OTAK ATIK DANA PENDIDIKAN, HAK RAKYAT TERUS DISOAL?


Oleh : Mial,A.Md.T (Aktivis Muslimah)

Kementerian Keuangan tengah mewacanakan perubahan pengalokasian anggaran pendidikan dari berbasis belanja negara menjadi berbasis pendapatan negara. Alasan di balik usulan ini adalah bahwa anggaran pendidikan sebesar 20% dari APBN, yang berdasarkan belanja negara, cenderung fluktuatif dan berpotensi menyulitkan pengelolaan keuangan negara. (Bisnis; 06 September 2024).

Selain itu, jika masih mengacu pada belanja negara, ada risiko peningkatan defisit APBN. Menteri Keuangan Sri Mulyani mengemukakan bahwa belanja APBN 2022 mengalami lonjakan akibat peningkatan subsidi energi, yang berdampak pada kenaikan anggaran pendidikan untuk memenuhi ketentuan minimal 20% dari belanja APBN. Padahal, kenaikan subsidi energi disebabkan oleh harga minyak dunia yang tinggi, bukan karena peningkatan pendapatan negara. Hal ini mengakibatkan defisit APBN semakin membesar. (Bisnis; 06 September 2024).

Meskipun anggaran pendidikan penuh polemik, mulai dari tidak tepat sasaran hingga indikasi korupsi, bukan berarti anggaran tersebut layak dikurangi. Reformulasi seharusnya dilakukan untuk mendorong perbaikan efektivitas dan kualitas belanja fungsi pendidikan, bukan sekadar mengubah perhitungan anggaran berdasarkan belanja atau pendapatan negara.

Salah satu bukti ketakefektifan anggaran pendidikan saat ini adalah tidak terserapnya anggaran pendidikan hingga Rp111 triliun atau hanya terserap sebesar 16% dari pagu APBN 2023. Padahal, masalah pendidikan akibat kurangnya biaya masih menjadi pekerjaan rumah, seperti Uang Kuliah Tunggal (UKT) yang semakin tidak terjangkau, gedung sekolah yang rusak, dan nasib guru honorer yang digaji tidak memadai.

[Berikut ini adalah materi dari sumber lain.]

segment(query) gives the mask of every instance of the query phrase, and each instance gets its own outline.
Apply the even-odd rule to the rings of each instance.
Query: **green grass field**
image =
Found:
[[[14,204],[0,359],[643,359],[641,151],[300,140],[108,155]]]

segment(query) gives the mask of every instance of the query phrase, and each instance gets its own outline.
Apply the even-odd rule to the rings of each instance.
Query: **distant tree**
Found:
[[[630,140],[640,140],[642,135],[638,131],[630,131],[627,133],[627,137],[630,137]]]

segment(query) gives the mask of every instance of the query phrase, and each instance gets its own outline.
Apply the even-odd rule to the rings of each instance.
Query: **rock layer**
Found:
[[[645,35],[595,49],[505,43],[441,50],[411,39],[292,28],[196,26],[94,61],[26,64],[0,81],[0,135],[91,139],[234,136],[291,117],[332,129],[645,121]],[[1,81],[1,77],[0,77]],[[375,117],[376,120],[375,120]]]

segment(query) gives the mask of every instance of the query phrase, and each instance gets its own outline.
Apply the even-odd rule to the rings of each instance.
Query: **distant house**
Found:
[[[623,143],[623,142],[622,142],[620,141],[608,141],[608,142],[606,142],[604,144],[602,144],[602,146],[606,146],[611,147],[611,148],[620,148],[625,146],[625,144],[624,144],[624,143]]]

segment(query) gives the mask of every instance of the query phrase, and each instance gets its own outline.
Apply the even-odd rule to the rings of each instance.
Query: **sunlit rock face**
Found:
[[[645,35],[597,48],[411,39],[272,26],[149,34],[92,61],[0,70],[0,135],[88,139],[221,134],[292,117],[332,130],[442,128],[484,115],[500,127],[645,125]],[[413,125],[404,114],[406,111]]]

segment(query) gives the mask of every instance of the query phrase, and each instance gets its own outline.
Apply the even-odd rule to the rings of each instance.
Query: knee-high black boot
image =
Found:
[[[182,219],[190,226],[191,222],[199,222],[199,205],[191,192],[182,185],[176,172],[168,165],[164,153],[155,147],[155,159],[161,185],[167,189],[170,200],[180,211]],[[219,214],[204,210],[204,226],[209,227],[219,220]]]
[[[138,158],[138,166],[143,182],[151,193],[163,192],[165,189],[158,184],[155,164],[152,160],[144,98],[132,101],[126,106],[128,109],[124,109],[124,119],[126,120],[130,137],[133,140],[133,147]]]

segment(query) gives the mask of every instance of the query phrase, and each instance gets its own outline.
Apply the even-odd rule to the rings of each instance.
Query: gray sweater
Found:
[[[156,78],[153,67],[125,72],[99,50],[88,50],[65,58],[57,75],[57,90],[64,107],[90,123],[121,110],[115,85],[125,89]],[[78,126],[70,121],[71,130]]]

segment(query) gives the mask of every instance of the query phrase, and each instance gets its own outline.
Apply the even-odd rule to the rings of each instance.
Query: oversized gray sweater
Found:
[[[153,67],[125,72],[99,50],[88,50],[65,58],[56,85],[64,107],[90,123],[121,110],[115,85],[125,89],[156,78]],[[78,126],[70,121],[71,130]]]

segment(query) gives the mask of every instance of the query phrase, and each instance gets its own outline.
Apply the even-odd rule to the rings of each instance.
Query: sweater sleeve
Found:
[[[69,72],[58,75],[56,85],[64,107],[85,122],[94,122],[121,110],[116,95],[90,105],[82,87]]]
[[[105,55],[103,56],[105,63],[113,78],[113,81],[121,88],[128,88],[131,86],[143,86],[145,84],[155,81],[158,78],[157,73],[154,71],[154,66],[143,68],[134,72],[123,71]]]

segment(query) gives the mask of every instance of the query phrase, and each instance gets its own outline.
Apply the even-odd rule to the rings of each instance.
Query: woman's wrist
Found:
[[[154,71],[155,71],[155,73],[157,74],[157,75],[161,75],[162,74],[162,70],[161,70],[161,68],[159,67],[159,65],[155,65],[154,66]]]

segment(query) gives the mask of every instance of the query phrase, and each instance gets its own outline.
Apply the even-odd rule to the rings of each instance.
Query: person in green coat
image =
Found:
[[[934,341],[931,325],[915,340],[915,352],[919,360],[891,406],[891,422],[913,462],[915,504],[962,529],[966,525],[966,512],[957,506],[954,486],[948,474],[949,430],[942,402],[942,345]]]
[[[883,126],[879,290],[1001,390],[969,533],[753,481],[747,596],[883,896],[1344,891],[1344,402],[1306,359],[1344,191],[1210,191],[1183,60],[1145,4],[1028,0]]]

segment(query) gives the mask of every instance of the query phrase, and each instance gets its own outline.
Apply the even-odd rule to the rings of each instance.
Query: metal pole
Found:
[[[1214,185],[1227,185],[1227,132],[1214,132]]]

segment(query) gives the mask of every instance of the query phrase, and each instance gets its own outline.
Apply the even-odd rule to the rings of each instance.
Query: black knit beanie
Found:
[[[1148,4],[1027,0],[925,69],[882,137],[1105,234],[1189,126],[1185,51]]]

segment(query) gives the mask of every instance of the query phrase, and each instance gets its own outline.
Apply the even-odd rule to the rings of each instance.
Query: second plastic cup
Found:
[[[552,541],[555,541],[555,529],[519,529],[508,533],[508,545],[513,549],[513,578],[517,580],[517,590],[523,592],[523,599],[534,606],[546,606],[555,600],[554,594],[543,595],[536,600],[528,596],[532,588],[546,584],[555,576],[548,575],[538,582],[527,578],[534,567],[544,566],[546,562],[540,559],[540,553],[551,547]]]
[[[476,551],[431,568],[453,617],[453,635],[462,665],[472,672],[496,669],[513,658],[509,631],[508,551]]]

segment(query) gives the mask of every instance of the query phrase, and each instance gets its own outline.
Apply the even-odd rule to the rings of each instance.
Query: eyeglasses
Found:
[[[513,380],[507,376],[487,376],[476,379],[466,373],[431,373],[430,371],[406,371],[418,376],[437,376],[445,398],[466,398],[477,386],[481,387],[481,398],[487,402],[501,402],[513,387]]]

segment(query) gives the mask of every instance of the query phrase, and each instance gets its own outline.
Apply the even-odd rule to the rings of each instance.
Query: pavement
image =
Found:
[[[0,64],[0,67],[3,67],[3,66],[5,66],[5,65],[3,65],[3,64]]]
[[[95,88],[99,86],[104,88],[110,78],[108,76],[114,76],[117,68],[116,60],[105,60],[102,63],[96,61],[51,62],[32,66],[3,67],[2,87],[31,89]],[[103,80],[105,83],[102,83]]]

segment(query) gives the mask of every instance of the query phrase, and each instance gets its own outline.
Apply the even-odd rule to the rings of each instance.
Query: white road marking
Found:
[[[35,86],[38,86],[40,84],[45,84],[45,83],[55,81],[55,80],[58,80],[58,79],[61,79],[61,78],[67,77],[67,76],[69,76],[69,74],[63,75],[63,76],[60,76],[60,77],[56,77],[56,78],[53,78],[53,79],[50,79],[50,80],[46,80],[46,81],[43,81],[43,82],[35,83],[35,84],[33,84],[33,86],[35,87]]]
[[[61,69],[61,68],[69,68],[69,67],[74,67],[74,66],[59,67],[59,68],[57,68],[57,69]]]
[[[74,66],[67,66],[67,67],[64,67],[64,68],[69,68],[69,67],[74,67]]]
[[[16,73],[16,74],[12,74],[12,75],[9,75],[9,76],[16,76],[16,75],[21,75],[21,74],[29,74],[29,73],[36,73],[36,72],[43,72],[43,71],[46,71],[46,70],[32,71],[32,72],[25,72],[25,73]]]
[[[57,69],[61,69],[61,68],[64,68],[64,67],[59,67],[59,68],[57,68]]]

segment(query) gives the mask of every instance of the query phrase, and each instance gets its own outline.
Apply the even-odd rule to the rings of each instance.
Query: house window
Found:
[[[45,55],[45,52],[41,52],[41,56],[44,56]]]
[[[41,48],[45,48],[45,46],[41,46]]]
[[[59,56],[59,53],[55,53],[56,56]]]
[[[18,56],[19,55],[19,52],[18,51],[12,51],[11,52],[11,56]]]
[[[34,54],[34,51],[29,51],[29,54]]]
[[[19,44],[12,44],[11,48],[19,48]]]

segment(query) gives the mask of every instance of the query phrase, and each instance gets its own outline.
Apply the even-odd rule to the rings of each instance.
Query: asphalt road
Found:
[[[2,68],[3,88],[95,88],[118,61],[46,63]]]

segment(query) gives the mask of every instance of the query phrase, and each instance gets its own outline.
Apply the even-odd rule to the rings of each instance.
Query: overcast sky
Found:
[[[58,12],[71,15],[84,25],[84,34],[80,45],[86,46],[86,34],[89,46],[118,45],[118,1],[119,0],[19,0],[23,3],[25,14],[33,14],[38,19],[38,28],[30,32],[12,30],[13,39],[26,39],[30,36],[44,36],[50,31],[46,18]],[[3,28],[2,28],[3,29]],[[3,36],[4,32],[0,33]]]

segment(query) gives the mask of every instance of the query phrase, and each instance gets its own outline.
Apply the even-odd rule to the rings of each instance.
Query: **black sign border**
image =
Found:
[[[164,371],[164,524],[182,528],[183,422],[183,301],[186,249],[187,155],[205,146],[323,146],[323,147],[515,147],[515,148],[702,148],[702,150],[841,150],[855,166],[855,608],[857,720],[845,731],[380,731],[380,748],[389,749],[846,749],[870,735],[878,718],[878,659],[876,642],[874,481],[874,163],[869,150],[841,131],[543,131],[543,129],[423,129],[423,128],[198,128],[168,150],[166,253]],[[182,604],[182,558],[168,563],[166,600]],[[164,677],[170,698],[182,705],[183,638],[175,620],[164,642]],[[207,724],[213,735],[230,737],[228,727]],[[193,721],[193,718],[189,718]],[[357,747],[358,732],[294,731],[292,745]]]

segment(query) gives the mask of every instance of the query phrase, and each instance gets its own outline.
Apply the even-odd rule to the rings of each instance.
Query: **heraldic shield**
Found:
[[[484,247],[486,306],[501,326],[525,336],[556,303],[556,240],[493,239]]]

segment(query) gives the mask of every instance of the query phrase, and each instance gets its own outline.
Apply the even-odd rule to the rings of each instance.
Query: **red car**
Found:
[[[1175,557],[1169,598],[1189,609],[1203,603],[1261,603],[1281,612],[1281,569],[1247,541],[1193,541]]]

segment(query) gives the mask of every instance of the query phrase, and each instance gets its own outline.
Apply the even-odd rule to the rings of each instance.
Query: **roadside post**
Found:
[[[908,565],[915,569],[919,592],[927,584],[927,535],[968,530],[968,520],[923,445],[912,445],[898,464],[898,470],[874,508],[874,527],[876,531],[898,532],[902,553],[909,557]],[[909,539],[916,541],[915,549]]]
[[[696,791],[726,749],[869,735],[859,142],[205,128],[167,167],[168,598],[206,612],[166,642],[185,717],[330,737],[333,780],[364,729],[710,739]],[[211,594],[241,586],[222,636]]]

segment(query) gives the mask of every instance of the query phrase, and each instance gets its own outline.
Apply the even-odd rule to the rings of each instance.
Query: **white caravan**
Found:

Paradigma Kapitalisme: Pemerintah semakin menunjukkan karakter kapitalistiknya dengan kembali mengubah dana pendidikan. Tahun lalu, mandatory spending (belanja atau pengeluaran negara yang sudah diatur oleh undang-undang) untuk kesehatan dihapuskan. Kini, mandatory spending untuk pendidikan juga terancam dihapuskan.

Hal ini semakin membuktikan bahwa pemerintah semakin lepas tangan terhadap pemenuhan hak-hak rakyatnya. Padahal, pendidikan berkualitas adalah kunci untuk mewujudkan negara yang maju.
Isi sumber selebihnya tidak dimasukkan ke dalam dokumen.